Izumi Kyoka, El santo del monte Koya
Satori, 2011. 290 páginas.
Trad. Susana Hayashi.

Incluye los siguientes relatos:

El quirófano
El santo del monte Koya
Un día de primavera
La mujer carmesí

De aire a la vez cotidiano y sobrenatural. Mis preferidos son , quizá el que tiene más elementos fantásticos, sobre la historia de un monje y su encuentro con una mujer fatal que tiene poderes sobrenaturales. También La mujer carmesí, con tintes autobiográficos, me ha gustado precisamente por su sencillez. La historia de alguien salvado de la muerte y con un final inesperado y nostálgico.
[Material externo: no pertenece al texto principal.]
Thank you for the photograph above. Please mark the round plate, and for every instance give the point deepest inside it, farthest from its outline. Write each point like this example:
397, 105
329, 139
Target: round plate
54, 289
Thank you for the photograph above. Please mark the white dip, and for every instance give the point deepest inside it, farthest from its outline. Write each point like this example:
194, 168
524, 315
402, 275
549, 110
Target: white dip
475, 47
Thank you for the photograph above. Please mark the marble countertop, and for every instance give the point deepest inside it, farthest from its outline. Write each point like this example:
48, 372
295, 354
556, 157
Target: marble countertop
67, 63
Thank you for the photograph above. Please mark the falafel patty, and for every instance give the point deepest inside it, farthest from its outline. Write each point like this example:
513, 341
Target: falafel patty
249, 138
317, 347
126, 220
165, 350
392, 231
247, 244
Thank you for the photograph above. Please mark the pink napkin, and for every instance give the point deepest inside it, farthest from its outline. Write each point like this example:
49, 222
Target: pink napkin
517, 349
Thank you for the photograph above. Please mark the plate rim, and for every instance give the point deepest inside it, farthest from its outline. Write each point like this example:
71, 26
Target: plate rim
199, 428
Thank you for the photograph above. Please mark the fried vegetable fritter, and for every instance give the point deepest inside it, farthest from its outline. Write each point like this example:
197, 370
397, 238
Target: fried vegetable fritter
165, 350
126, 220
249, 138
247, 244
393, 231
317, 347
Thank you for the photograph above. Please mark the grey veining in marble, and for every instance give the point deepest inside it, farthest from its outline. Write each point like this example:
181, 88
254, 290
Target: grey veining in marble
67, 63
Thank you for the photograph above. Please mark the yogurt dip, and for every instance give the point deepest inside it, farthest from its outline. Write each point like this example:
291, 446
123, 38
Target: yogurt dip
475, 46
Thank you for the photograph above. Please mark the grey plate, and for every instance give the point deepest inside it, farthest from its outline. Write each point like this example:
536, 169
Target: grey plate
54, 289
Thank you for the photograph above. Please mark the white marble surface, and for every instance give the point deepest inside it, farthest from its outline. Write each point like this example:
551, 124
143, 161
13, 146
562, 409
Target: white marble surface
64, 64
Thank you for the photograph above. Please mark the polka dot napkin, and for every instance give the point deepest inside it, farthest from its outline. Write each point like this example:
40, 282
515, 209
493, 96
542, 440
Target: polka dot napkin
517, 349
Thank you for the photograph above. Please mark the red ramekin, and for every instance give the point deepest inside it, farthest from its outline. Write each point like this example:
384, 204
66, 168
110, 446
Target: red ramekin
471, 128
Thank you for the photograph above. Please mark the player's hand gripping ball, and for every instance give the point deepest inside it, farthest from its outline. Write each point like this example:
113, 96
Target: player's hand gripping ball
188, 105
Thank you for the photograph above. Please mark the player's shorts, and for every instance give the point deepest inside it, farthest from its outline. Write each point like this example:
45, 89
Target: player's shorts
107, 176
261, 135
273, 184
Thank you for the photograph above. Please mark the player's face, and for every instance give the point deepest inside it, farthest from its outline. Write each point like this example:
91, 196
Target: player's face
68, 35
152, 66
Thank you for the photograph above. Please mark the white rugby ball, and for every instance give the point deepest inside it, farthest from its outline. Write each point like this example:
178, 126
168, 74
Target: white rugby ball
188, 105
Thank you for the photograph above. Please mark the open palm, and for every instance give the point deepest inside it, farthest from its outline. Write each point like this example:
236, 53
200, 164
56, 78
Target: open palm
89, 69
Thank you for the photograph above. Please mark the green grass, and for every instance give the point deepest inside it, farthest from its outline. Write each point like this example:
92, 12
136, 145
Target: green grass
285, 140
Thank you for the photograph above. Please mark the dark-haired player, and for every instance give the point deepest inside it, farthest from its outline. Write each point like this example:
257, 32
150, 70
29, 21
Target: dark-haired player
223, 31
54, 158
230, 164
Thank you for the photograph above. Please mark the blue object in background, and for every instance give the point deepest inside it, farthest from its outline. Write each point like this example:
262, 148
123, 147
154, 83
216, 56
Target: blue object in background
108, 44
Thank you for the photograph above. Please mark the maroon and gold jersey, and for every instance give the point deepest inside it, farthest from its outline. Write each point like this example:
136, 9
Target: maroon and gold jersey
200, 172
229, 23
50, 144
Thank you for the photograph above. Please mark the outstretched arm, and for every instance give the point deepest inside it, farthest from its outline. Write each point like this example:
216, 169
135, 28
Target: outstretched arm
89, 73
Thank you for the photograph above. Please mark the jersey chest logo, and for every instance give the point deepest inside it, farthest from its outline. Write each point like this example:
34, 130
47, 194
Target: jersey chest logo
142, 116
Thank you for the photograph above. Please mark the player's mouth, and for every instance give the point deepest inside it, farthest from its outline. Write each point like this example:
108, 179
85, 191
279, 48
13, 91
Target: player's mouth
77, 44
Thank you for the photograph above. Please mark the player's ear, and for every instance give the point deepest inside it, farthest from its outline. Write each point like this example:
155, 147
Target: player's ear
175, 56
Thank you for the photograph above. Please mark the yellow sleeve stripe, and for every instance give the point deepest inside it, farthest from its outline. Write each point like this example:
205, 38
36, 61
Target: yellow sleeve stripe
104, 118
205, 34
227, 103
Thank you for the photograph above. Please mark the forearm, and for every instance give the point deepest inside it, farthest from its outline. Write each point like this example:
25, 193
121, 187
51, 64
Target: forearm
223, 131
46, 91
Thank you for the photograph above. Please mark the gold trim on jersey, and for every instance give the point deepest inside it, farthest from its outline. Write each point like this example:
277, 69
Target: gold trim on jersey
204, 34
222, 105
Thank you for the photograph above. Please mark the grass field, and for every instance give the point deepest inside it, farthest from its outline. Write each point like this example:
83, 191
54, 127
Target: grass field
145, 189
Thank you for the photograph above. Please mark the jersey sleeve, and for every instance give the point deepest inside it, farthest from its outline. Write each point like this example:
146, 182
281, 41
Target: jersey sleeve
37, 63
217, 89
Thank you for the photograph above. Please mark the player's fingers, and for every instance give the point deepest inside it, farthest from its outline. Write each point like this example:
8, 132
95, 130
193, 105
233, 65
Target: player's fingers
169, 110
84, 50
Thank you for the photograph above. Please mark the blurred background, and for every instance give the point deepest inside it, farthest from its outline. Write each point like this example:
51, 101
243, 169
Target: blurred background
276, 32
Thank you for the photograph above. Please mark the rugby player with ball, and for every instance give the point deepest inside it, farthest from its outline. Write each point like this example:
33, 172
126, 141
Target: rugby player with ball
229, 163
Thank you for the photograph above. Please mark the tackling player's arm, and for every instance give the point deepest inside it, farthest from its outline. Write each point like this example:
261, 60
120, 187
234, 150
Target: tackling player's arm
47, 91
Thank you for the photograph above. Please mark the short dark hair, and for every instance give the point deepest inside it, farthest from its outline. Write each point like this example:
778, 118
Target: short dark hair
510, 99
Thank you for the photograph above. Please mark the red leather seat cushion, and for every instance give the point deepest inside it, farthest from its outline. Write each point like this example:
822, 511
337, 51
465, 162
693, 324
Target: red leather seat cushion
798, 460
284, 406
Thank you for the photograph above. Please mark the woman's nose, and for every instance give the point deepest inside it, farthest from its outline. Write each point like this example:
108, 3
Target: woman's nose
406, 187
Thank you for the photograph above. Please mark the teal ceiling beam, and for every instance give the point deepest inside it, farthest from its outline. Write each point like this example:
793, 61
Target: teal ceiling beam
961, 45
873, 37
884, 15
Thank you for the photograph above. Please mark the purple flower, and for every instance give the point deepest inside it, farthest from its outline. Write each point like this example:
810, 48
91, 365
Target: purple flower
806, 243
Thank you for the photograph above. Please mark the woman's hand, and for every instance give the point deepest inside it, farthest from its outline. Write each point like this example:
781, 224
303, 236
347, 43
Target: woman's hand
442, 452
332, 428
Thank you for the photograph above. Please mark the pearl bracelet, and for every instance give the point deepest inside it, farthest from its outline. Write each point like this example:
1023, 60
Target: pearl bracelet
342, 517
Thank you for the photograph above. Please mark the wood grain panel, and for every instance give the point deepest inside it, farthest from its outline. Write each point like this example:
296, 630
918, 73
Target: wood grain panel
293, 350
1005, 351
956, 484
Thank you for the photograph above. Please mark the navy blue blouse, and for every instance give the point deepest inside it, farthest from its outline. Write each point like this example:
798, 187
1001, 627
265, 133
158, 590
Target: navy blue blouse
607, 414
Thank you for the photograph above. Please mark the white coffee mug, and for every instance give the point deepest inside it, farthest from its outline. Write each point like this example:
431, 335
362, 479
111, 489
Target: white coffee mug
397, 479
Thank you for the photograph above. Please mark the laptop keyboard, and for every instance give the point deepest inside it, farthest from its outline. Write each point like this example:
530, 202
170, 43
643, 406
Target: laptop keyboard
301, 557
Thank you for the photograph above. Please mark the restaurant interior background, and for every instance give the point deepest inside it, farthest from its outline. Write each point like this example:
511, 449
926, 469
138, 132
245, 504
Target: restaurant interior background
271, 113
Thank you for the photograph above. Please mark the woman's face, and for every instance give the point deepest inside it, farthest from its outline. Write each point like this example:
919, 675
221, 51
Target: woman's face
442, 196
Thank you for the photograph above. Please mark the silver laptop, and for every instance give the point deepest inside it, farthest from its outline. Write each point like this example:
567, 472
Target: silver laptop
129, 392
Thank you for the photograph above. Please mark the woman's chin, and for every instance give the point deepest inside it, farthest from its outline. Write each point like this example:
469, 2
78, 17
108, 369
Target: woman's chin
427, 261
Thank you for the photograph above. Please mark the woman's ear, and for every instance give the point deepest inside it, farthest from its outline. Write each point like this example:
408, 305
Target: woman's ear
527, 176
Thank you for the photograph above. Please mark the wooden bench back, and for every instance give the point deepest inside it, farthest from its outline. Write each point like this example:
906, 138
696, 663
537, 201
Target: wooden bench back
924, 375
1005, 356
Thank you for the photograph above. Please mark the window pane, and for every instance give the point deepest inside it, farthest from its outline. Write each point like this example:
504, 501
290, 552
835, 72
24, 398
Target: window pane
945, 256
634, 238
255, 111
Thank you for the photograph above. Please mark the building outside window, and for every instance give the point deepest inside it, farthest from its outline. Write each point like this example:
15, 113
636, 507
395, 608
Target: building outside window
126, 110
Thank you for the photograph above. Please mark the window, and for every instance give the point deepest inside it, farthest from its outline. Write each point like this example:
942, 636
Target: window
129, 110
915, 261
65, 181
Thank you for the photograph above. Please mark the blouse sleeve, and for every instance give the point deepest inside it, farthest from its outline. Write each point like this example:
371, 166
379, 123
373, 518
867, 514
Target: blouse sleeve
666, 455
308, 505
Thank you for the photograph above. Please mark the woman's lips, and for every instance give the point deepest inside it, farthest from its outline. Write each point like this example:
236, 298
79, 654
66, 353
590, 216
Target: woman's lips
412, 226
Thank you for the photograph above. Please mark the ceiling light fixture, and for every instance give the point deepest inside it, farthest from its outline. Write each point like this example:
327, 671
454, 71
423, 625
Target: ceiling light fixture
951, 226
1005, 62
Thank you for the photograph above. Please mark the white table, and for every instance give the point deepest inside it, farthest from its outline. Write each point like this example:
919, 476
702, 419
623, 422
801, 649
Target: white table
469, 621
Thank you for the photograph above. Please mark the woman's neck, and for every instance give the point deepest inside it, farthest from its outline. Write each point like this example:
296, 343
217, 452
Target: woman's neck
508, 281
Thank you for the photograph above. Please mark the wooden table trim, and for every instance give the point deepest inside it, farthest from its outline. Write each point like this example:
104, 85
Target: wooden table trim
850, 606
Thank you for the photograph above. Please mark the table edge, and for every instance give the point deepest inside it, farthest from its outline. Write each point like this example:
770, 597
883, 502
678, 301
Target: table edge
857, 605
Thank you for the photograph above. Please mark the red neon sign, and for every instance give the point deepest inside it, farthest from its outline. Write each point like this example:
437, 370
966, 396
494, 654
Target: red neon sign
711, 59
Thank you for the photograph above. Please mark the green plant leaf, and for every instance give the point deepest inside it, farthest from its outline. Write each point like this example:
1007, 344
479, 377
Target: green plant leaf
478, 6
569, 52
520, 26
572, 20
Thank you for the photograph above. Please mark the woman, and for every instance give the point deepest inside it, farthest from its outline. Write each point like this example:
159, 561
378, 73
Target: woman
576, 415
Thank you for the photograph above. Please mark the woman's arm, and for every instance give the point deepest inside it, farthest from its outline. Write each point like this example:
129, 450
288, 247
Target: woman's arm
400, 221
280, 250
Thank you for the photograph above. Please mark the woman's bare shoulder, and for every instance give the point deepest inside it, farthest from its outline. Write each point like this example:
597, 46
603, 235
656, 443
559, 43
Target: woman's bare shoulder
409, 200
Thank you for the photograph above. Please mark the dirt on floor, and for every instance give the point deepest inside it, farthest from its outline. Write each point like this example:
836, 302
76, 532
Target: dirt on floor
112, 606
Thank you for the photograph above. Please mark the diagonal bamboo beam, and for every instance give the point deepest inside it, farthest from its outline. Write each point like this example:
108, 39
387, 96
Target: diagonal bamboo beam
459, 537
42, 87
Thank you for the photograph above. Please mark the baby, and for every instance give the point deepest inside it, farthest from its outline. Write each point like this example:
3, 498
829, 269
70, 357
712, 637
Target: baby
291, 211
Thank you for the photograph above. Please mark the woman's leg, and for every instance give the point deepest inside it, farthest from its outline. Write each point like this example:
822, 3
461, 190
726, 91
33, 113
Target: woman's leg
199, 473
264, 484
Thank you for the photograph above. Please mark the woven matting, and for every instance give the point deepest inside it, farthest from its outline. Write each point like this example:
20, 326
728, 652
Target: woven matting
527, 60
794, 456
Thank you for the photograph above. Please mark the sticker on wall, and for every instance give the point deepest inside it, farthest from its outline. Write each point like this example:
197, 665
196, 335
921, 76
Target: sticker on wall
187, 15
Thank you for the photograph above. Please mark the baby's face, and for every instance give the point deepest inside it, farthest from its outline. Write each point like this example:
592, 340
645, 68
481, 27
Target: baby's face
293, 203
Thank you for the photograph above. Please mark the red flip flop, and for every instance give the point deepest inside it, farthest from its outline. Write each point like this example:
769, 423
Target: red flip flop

Muy recomendable. Otra reseña aquí: El santo del monte Koya

Se situó ante ellos e inclinó la cabeza; a continuación dio un paso atrás y después otro. Sintió que la paz inundaba su corazón. Miró hacia el artesonado del techo, tallado con peonías rojas y blancas. Los pétalos blancos, que se habían decolorado con el tiempo, se dispersaban entre el carmesí; se sentía como si estuviera en un sueño, contemplando un jardín de flores sobre su cabeza.
Mirase donde mirase, el viajero veía pequeñas tiras de papel en las que anteriores peregrinos habían escrito sus nombres para después pegarlas por todas partes: en las flores, en los pilares cilindricos, en los altares de las ofrendas, en los paneles de las puertas y en los portones exteriores de estilo chino, hasta en los travesanos. Una decía «Grabador Hori» y otra, «Pescadero Masa». También estaban «Yasu, el techador», «Tetsu, el carpintero» y «El orfebre Sakan». Uno era del distrito de Asakusa, en Tokio; otro de Fukugawa. Otros muchos venía de lugares lejanos: Suo, Mino, Omi, Kaga, Noto, Echizen, Kumamoto en Higo o Tokushima en Awa. Eran como aves migratorias. Tiras de papel depositadas por viajeros pretéritos de los que no quedaba ya ni rastro de sus cuerpos, pero que habían dejado allí sus nombres. Todos ellos, hombres y mujeres virtuosos que se habían alojado en pensiones baratas con la fría noche como almohada, que habían navegado en noches lluviosas a bordo de barcos donde las mantas eran de agua y que habían encontrado aquí un puerto para sus sueños. Seguro que hoy los espíritus de aquellos peregrinos regresan a este lugar de recreo, aquí donde las tiras de papel señalan que tienen por siempre su hogar espiritual.